In the area covered by West Merica Police - Worcestershire, Herefordshire, Shropshire and Telford and Wrekin - 3,594 community resolutions were handed out in 2010/11, compared to 2,167 in 2009/10.

Chairman of the bench at Kidderminster Magistrates Court, Jill Gramann, said magistrates thought the figure was too high.

West Mercia Police introduced community resolutions into its policing plan in 2009.

The initiative sees “lower level crimes” - such as trivial thefts, public disorder, vandalism or common assaults - dealt with by police officers instead of through the justice system.

A decision is reached by consulting the victim and must be accepted by the offender. The result can be a verbal or written apology, financial compensation or repatriation or the offender receiving advice about their behaviour.

Mrs Gramann, however, is worried about more serious crimes being dealt with through community resolutions. In 2010/11, six were handed out for sexual offences and four for robbery.
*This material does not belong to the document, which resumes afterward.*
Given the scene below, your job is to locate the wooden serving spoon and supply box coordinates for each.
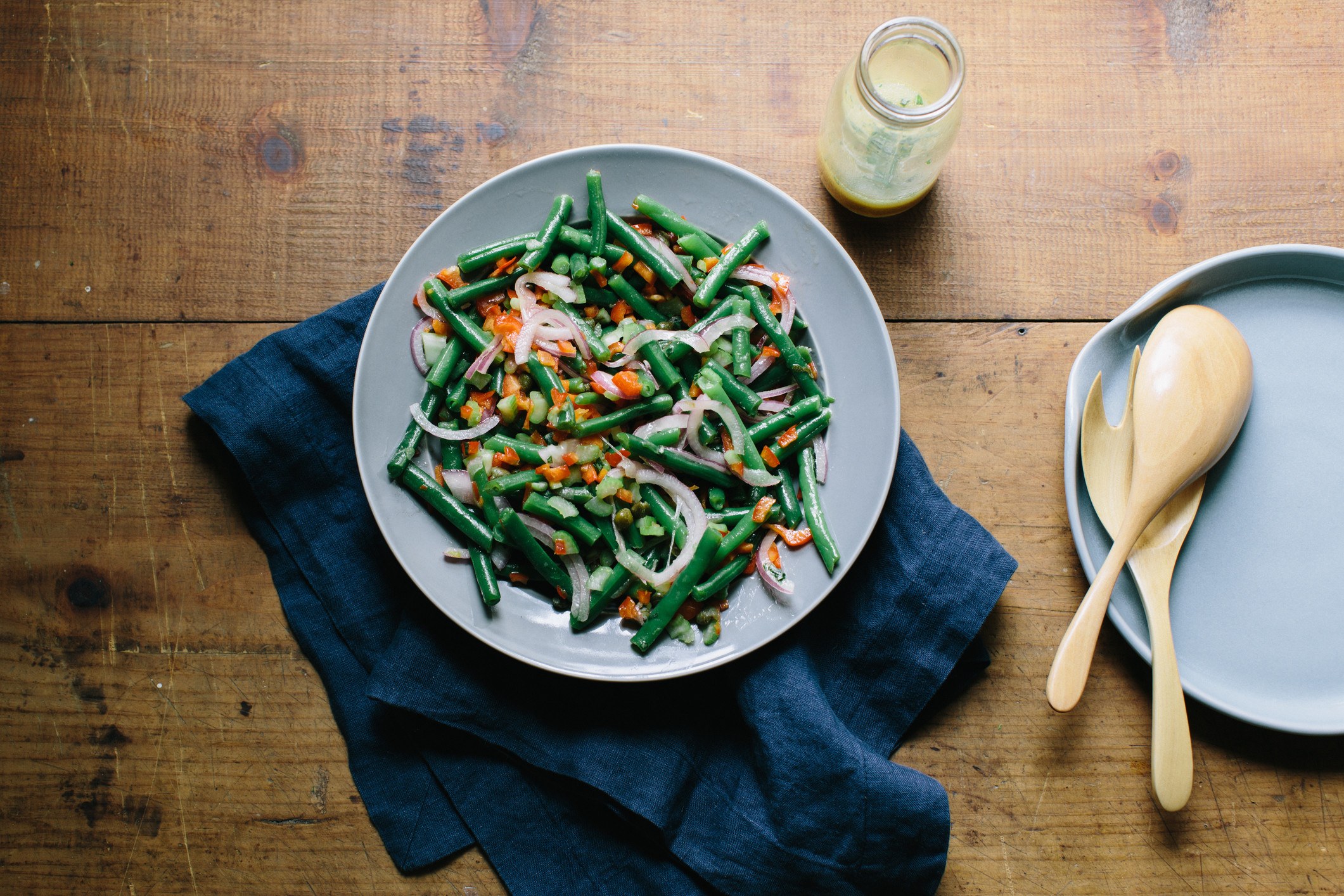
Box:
[1046,305,1251,712]
[1080,347,1204,811]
Mrs Gramann said: “In principle we do not have a problem with it. Originally it was understood that this would be only used for a small number of cases but what is happening is a lot of crimes are now being dealt with outside of court. Magistrates and many people think this is too many.”

Superintendent Steve Cullen, West Mercia Police force leader on restorative justice, said he understood magistrates’ concerns. He explained: “The point to be made is we have done a lot of checks and balances.

“In a huge proportion of cases, it is young people involved, who can go on to have responsible lives as a result of not having a criminal record for a minor misdemeanour.”

Mrs Gramann said: “We have to stop reoffenders. Coming to court is more of a deterrent. When most people are in court they do find it intimidating because we have got powers to do all sorts of things.”

She said magistrates were also concerned about proposed neighbourhood justice panels, a scheme which would see police set up panels of residents from local areas.

“The Government is saying they want to make justice close to the people,” she said, “We are saying we are close to the people, if they stop closing magistrates courts.”

Supt Cullen said: “Neighbourhood justice panels are still in early days but consist of communities supporting each other and we would support that.”

Another new scheme - Stop Delaying Justice - encourages trials to go ahead on the day by making it tougher for adjournments to be granted and all information, such as CCTV footage, must be given on the first day of court.

Mrs Gramann said: “If it makes us more effective without compromising justice, then it is a good thing. It benefits the public purse, society and defendants.”

The magistrate said the court was under great financial pressure, with the number of courts sitting in Kidderminster having been reduced by a third since July, 2011.